Это отдельный вопрос, почему местные не поставили печать. И его Бекшеев тоже задаст.
- Во-вторых, идет расследование, и до его окончания…
- А вот хрена тебе! – Мария с неожиданной для массивного тела её прытью подскочила и сунула Бекшееву под нос кукиш. С двух рук. – Расследование! Чего там расследовать! Пока вы расследовать станете, он тут все повывезет? И что? И ничего! А мне чего? Это моя дочка! Моя…
- Тихо! – рявкнула Зима. – Слушай ты…
Она шагнула к ограде, и женщина попятилась.
- Сейчас ты скажешь своим… чтобы вернули все взятое…
- Я…
- Цыц, - Зима потянулась, пуская волну изменений. Глаза её стали желты, черты лица поплыли, и Мария тоненько взвизгнула. – Откажешься…
Голос тоже изменился, сделавшись хриплым и жестким.
- …и я оформлю это как попытку ограбления… - завершил Бекшеев, придержав Зиму за руку. – А еще препятствие следствию. Сокрытие улик. Возможно, преступный сговор и даже организация убийства с целью завладеть имуществом.
- М-мамочки ро-одные… - затянула было женщина, но рот захлопнула.
Оглянулась на мужичка, который стоял вот и усмехался, будто донельзя забавляло его происходящее. Или и вправду забавляло?

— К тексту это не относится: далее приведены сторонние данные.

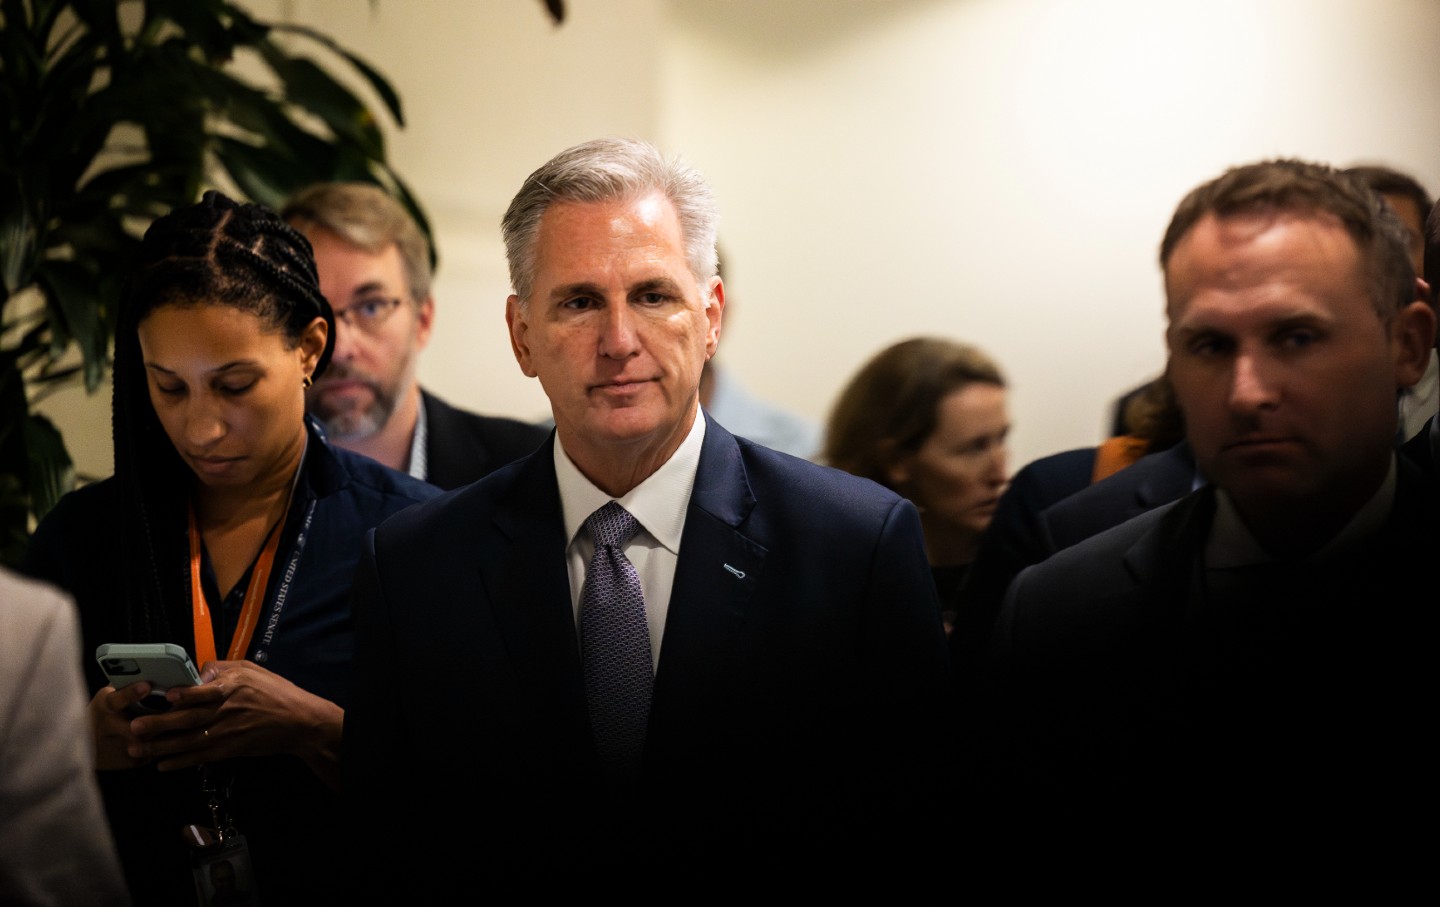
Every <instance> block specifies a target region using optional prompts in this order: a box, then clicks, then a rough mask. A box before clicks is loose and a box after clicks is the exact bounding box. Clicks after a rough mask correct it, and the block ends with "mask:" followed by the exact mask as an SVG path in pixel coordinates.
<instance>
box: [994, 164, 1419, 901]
mask: <svg viewBox="0 0 1440 907" xmlns="http://www.w3.org/2000/svg"><path fill="white" fill-rule="evenodd" d="M1161 262H1162V266H1164V269H1165V288H1166V299H1168V310H1166V311H1168V317H1169V327H1168V331H1166V341H1168V347H1169V366H1168V369H1169V376H1171V380H1172V383H1174V387H1175V393H1176V397H1178V400H1179V403H1181V407H1182V410H1184V415H1185V429H1187V438H1188V442H1189V446H1191V449H1192V452H1194V455H1195V461H1197V465H1198V468H1200V471H1201V472H1202V474H1204V475H1205V477H1207V478H1208V479H1210V481H1211V485H1207V487H1204V488H1201V489H1198V491H1195V492H1192V494H1189V495H1187V497H1184V498H1181V500H1179V501H1176V502H1174V504H1171V505H1168V507H1162V508H1156V510H1152V511H1149V513H1146V514H1143V515H1140V517H1136V518H1135V520H1130V521H1128V523H1123V524H1120V525H1119V527H1115V528H1112V530H1109V531H1106V533H1102V534H1099V536H1094V537H1092V538H1089V540H1086V541H1081V543H1080V544H1076V546H1074V547H1070V549H1066V550H1064V551H1060V553H1058V554H1056V556H1054V557H1051V559H1048V560H1047V561H1044V563H1041V564H1038V566H1035V567H1031V569H1028V570H1025V572H1024V573H1021V574H1020V576H1018V577H1017V580H1015V582H1014V583H1012V586H1011V589H1009V593H1008V597H1007V602H1005V606H1004V610H1002V613H1001V616H999V621H998V623H996V632H995V636H994V639H992V646H991V652H989V659H991V664H989V680H991V684H992V685H991V688H989V690H988V691H986V692H988V695H986V705H988V707H989V708H991V711H989V718H991V728H992V731H994V733H992V736H991V739H989V743H991V750H989V756H991V762H989V769H991V770H989V779H991V782H992V786H991V788H989V789H988V793H989V798H991V799H989V805H991V806H992V808H994V812H992V813H991V815H994V816H998V818H999V821H1001V823H1002V825H1004V819H1005V818H1008V816H1017V818H1018V816H1024V828H1025V829H1027V831H1028V832H1030V834H1028V836H1027V844H1028V845H1030V847H1031V851H1030V852H1031V855H1038V854H1040V852H1045V854H1048V855H1053V857H1056V855H1058V857H1061V858H1064V857H1070V858H1076V865H1084V867H1087V868H1096V867H1102V865H1104V859H1106V858H1107V857H1115V855H1119V854H1125V859H1126V861H1128V865H1130V867H1133V871H1132V872H1128V875H1126V878H1129V880H1135V878H1136V872H1140V874H1148V872H1149V871H1155V872H1171V874H1172V872H1174V871H1175V870H1176V868H1181V870H1185V868H1188V870H1189V871H1192V872H1194V871H1200V868H1201V867H1202V868H1204V871H1205V872H1218V874H1223V875H1224V878H1225V880H1228V881H1234V877H1231V875H1227V874H1228V872H1237V871H1241V872H1243V871H1246V870H1250V871H1257V870H1260V868H1263V870H1264V871H1267V872H1280V874H1284V872H1290V874H1292V875H1289V877H1287V878H1289V880H1290V881H1293V883H1296V884H1302V883H1308V881H1312V880H1325V881H1329V880H1333V878H1336V875H1335V874H1336V872H1338V871H1345V870H1359V872H1362V874H1364V878H1365V880H1367V881H1369V883H1375V881H1377V880H1375V872H1374V870H1375V868H1377V867H1378V865H1380V864H1378V862H1377V859H1378V858H1380V855H1382V854H1384V855H1385V857H1387V858H1390V859H1397V861H1398V862H1401V864H1403V862H1404V861H1405V859H1407V857H1408V855H1410V854H1411V851H1414V847H1411V845H1410V844H1407V839H1405V836H1404V835H1401V834H1400V831H1398V829H1401V828H1403V826H1404V823H1403V822H1397V821H1395V816H1394V815H1391V809H1392V808H1394V806H1395V805H1397V803H1401V802H1411V800H1414V802H1417V803H1428V805H1426V806H1420V809H1421V811H1423V812H1424V811H1428V809H1430V808H1431V806H1433V799H1427V798H1430V788H1431V782H1430V777H1431V775H1433V770H1431V769H1430V767H1428V766H1421V754H1423V753H1424V752H1426V750H1427V747H1426V746H1424V744H1423V740H1424V737H1426V736H1427V734H1428V728H1424V730H1421V728H1420V727H1418V726H1417V724H1418V723H1417V716H1420V714H1424V713H1426V710H1427V708H1428V695H1430V691H1431V690H1433V678H1430V675H1428V674H1430V672H1428V669H1427V665H1428V664H1430V654H1428V648H1430V646H1431V642H1430V639H1433V635H1431V633H1430V632H1428V631H1430V629H1431V623H1433V618H1431V613H1433V610H1434V609H1433V608H1428V606H1424V605H1421V606H1420V608H1414V606H1413V605H1417V602H1413V596H1414V592H1416V590H1418V589H1421V587H1424V583H1423V579H1424V577H1426V576H1427V574H1428V572H1430V570H1431V567H1430V566H1428V559H1431V557H1433V553H1434V551H1436V550H1437V549H1436V546H1437V544H1440V534H1437V527H1436V515H1437V510H1436V507H1434V488H1433V485H1430V484H1428V482H1427V481H1426V479H1424V477H1421V475H1420V474H1418V472H1417V471H1414V469H1411V466H1410V464H1408V462H1405V461H1404V459H1398V461H1397V456H1395V451H1394V436H1395V415H1394V413H1395V410H1394V400H1395V390H1397V389H1398V387H1404V386H1408V384H1411V383H1414V382H1416V380H1417V379H1418V377H1420V374H1421V373H1423V370H1424V367H1426V358H1427V356H1428V351H1430V346H1431V341H1433V337H1434V327H1436V322H1434V315H1433V312H1431V311H1430V308H1428V307H1427V305H1426V302H1424V301H1423V284H1421V282H1418V281H1417V279H1416V275H1414V268H1413V265H1411V263H1410V259H1408V255H1407V252H1405V239H1404V229H1403V226H1401V223H1400V222H1398V219H1397V217H1395V216H1394V213H1392V212H1391V210H1390V209H1388V207H1387V206H1385V204H1384V203H1382V202H1381V200H1380V199H1378V197H1375V196H1374V194H1371V193H1369V191H1368V190H1367V189H1365V187H1364V184H1362V183H1359V181H1358V180H1355V179H1354V177H1349V176H1345V174H1341V173H1339V171H1336V170H1333V168H1331V167H1325V166H1319V164H1308V163H1302V161H1264V163H1259V164H1251V166H1246V167H1236V168H1233V170H1230V171H1227V173H1225V174H1223V176H1221V177H1218V179H1215V180H1212V181H1210V183H1205V184H1204V186H1201V187H1198V189H1197V190H1194V191H1192V193H1191V194H1189V196H1187V199H1185V200H1184V202H1182V203H1181V204H1179V207H1178V210H1176V213H1175V216H1174V219H1172V222H1171V226H1169V229H1168V232H1166V236H1165V242H1164V243H1162V248H1161ZM1426 551H1428V556H1427V554H1426ZM1407 603H1410V605H1411V606H1408V608H1407ZM1009 829H1011V831H1015V829H1018V826H1015V825H1009ZM1359 829H1364V832H1361V831H1359ZM1405 835H1408V832H1405ZM1387 851H1390V852H1388V854H1387ZM1312 872H1325V875H1312ZM1171 878H1174V875H1171ZM1251 878H1253V880H1257V881H1263V878H1260V877H1251ZM1292 891H1293V888H1292Z"/></svg>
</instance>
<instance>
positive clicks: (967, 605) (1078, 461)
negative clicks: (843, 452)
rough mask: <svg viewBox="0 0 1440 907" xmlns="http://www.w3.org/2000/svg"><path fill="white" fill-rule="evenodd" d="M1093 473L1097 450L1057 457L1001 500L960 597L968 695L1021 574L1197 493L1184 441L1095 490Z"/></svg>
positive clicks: (953, 643)
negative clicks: (1072, 549) (997, 627)
mask: <svg viewBox="0 0 1440 907" xmlns="http://www.w3.org/2000/svg"><path fill="white" fill-rule="evenodd" d="M1093 465H1094V448H1081V449H1079V451H1066V452H1063V453H1054V455H1051V456H1045V458H1041V459H1038V461H1035V462H1032V464H1030V465H1028V466H1025V468H1024V469H1021V471H1020V472H1018V474H1015V478H1014V481H1012V482H1011V487H1009V488H1007V489H1005V494H1004V495H1001V502H999V505H998V507H996V508H995V518H994V520H992V521H991V525H989V528H986V531H985V537H984V538H982V540H981V549H979V551H978V553H976V556H975V564H973V566H972V567H971V573H969V576H968V577H966V579H965V586H962V587H960V592H959V596H958V597H959V616H958V618H956V623H955V632H953V633H950V658H952V662H953V664H955V668H956V672H958V681H959V682H960V685H962V688H963V687H966V685H971V684H973V682H975V675H973V668H975V665H976V662H978V658H979V655H981V652H982V651H984V649H985V644H986V641H988V639H989V635H991V628H992V626H994V623H995V615H998V613H999V608H1001V605H1002V603H1004V600H1005V590H1007V589H1008V587H1009V585H1011V582H1012V580H1014V579H1015V576H1018V574H1020V572H1021V570H1024V569H1025V567H1028V566H1031V564H1038V563H1040V561H1043V560H1045V559H1047V557H1050V556H1051V554H1054V553H1056V551H1061V550H1064V549H1068V547H1070V546H1073V544H1076V543H1077V541H1083V540H1086V538H1089V537H1090V536H1094V534H1097V533H1102V531H1104V530H1107V528H1110V527H1112V525H1119V524H1120V523H1125V521H1126V520H1129V518H1130V517H1136V515H1139V514H1143V513H1146V511H1149V510H1153V508H1156V507H1159V505H1162V504H1169V502H1171V501H1174V500H1176V498H1181V497H1184V495H1185V494H1188V492H1189V491H1191V488H1192V487H1194V478H1195V458H1194V456H1192V455H1191V452H1189V445H1188V443H1185V442H1184V441H1182V442H1179V443H1178V445H1175V446H1172V448H1168V449H1165V451H1158V452H1155V453H1148V455H1145V456H1142V458H1140V459H1138V461H1135V462H1133V464H1130V465H1129V466H1126V468H1123V469H1120V471H1119V472H1116V474H1113V475H1109V477H1106V478H1103V479H1100V481H1099V482H1093V484H1092V481H1090V472H1092V468H1093Z"/></svg>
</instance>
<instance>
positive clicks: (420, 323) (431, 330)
mask: <svg viewBox="0 0 1440 907" xmlns="http://www.w3.org/2000/svg"><path fill="white" fill-rule="evenodd" d="M433 328H435V297H425V298H423V299H420V304H419V305H416V307H415V348H416V350H423V348H425V344H428V343H429V341H431V331H432V330H433Z"/></svg>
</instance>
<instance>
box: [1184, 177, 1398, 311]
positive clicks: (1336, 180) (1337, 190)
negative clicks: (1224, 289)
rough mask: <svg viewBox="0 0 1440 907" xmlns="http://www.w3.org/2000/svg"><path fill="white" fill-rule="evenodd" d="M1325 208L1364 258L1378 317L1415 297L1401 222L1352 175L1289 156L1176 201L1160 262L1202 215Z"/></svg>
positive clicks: (1225, 180)
mask: <svg viewBox="0 0 1440 907" xmlns="http://www.w3.org/2000/svg"><path fill="white" fill-rule="evenodd" d="M1277 212H1289V213H1308V215H1316V213H1325V215H1332V216H1335V217H1338V219H1339V222H1341V223H1342V225H1344V227H1345V232H1346V233H1349V235H1351V239H1354V240H1355V245H1356V246H1358V248H1359V252H1361V255H1362V256H1364V259H1365V268H1367V272H1368V276H1369V285H1371V297H1372V299H1371V301H1372V302H1374V305H1375V311H1377V312H1380V317H1381V320H1382V321H1385V322H1388V321H1390V318H1391V317H1392V315H1394V314H1395V312H1398V311H1400V310H1401V308H1403V307H1404V305H1407V304H1408V302H1413V301H1414V299H1416V268H1414V265H1413V263H1411V261H1410V251H1408V239H1407V229H1405V225H1404V223H1403V222H1401V220H1400V216H1398V215H1395V212H1394V209H1391V207H1390V204H1387V203H1385V202H1384V199H1381V197H1380V196H1378V194H1377V193H1374V191H1371V189H1369V186H1368V184H1367V183H1365V181H1364V180H1362V179H1361V177H1359V176H1356V174H1352V173H1345V171H1342V170H1336V168H1335V167H1329V166H1326V164H1315V163H1309V161H1299V160H1293V158H1286V160H1270V161H1260V163H1256V164H1246V166H1241V167H1231V168H1230V170H1227V171H1225V173H1224V174H1221V176H1220V177H1217V179H1214V180H1211V181H1208V183H1204V184H1201V186H1198V187H1197V189H1194V190H1191V193H1189V194H1187V196H1185V199H1184V200H1181V203H1179V206H1178V207H1176V209H1175V216H1174V217H1171V223H1169V227H1166V230H1165V239H1164V240H1162V242H1161V266H1162V268H1165V266H1166V265H1168V263H1169V258H1171V255H1174V252H1175V246H1178V245H1179V242H1181V239H1184V238H1185V235H1187V233H1189V230H1191V229H1194V226H1195V225H1197V223H1200V220H1201V219H1202V217H1204V216H1205V215H1215V216H1217V217H1233V216H1238V215H1253V213H1277Z"/></svg>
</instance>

- Назад несите, - велела Зима. – Ставьте, как оно было…
- И в шкаф развешивать? – уточнил Яков.
- Нет. В шкаф не надо.
- Так… так…
- Полиция скоро придет и опечатает дом. Сделает опись, - Бекшеев понял, что еще немного и жадность одолеет и здравый смысл, и страх перед неведомым. А доводить дело до драки… надо ли?
Все одно, если в доме что и было, то затоптали наверняка.
Но и оставлять, как оно есть, неправильно.
- Чего встали? – голос у Якова оказался на диво командный. – Взяли и понесли…
- А мы с вами, - Бекшеев указал тростью на женщину, на лице которой одна гримаса сменяла другую, - побеседуем… стало быть, Инга – ваша дочь…
[1] Гиелион (gye-liong или kye-riong), также известный как дракон-курица в Корейской мифологии действительно сопровождает многих героев. Более того, один из принцев королевства Силла по легенде был рожден из яйца такого дракона.
Глава 17 Ехидна
Глава 17 Ехидна
«И нет под небом существа более прекрасного и более ужасного, чем дочь Форкия и Кето, рекомая Ехидной. Живет она под землей, в киликийских Аримах, лишь изредка являя себя людям. Ликом она чудесна. Волосы и глаза её черны, как самоя Бездна, а кожа – белее горных вершин. Губы её алы, а голос – сладок. Стан Ехидны подобен тонкому древу. Прячется Ехидна в лесной чаще, и лик свой казав, взывает о помощи голосом нежным. И многие путники, зачарованные красою девы, разум теряют, устремляясь навстречу. Но достигнув ея, в ужасе отступают, завидя как стан девичий продолжается не ногами, но хвостом змеи. Она же, ужас видя, хвостом сим обнимает жертву и сдавливает…»
«Мифы и легенды о змеях, гадах и прочих тварях поднебесных»
Я поглядела. Бекшеев о чем-то вполне даже мирно беседовал с Марией и её супругом. Говорила та громко, то и дело хватаясь за грудь, всем видом своим показывая, сколь тяжко ей приходится. Двое мужичков таскали в дом сундуки и баулы, возвращая реквизированное до сроку добро. В дом… в дом мы заглянем, но позже.
Мое присутствие не требовалось.
Следы… сомневаюсь, что здесь что-то да останется. Во всяком случае, в самом доме точно затоптали.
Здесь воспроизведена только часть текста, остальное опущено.